Très bien. Les trois musicals sur lesquels j’ai travaillé sont trois expériences très différentes. Là, on a tous désormais un certain bagage, et on sait à quoi s’attendre. Et l’ambiance est très bonne. Au départ, Lin-Manuel Miranda écrivait les chansons plus urbaines et métissées tandis que Tom Kitt et Amanda Green s’occupaient de celles qui concernaient les personnages plus riches. Au fur et à mesure, leurs écritures ont commencé à s’entremêler, pour donner les meilleurs numéros du spectacle ! Il n’y a jamais eu de problème d’ego dans l’équipe créative. On n’est pas toujours d’accord, mais on ne se dispute pas !

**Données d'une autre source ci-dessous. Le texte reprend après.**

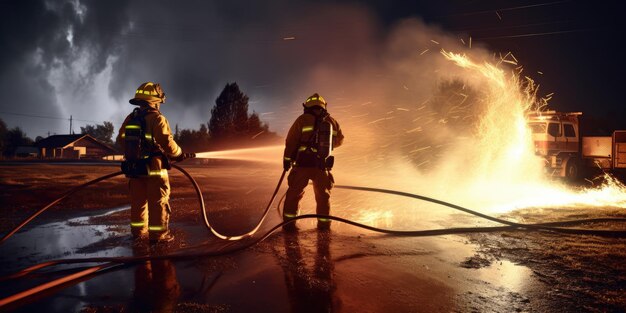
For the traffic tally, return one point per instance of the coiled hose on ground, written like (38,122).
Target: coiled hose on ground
(111,262)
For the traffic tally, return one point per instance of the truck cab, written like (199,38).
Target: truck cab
(568,153)
(556,137)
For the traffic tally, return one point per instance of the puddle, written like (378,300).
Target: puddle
(506,274)
(58,240)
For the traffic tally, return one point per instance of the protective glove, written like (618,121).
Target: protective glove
(184,156)
(286,164)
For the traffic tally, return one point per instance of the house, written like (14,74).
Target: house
(27,152)
(81,146)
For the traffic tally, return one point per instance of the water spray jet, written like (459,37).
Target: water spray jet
(259,154)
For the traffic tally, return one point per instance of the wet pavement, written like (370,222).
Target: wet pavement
(346,270)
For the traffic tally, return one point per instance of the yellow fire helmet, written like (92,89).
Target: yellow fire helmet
(150,92)
(315,100)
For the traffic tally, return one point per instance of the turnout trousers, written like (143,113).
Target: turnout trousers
(149,208)
(297,180)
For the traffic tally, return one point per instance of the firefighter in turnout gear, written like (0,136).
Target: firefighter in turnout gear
(148,145)
(308,148)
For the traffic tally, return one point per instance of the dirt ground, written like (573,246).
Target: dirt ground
(345,270)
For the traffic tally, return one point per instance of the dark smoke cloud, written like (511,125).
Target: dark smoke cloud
(278,51)
(35,46)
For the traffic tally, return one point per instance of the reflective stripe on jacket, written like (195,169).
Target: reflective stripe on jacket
(302,130)
(158,132)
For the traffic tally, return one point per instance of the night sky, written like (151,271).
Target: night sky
(86,58)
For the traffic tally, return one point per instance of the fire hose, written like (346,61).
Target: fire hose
(111,262)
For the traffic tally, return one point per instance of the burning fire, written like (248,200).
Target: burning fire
(509,175)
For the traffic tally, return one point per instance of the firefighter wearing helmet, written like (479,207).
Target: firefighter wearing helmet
(148,145)
(308,148)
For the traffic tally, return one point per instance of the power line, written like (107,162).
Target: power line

Avez-vous d’autres projets ?
Dès mon retour de Paris, j’attaque les répétitions d’une pièce que j’ai écrite il y a quelques années. C’est la suite d’Hedda Gabler, ce qui se passe après qu’elle s’est tirée une balle dans la tête. On le joue à New York… Et je serai Hedda ! J’ai déjà vu Hedda jouée par de grandes actrices mais notre approche sera plus fun, expérimentale et bohème. Après avoir travaillé dans le théâtre commercial pendant si longtemps, c’est un bonheur de retourner à quelque chose qui n’est que du fun, pour le seul plaisir de jouer pour un public. D’ailleurs, on inclut le public d’une façon qui n’est pas possible dans le théâtre commercial : on leur sert même le repas à l’entracte ! On va bien s’éclater !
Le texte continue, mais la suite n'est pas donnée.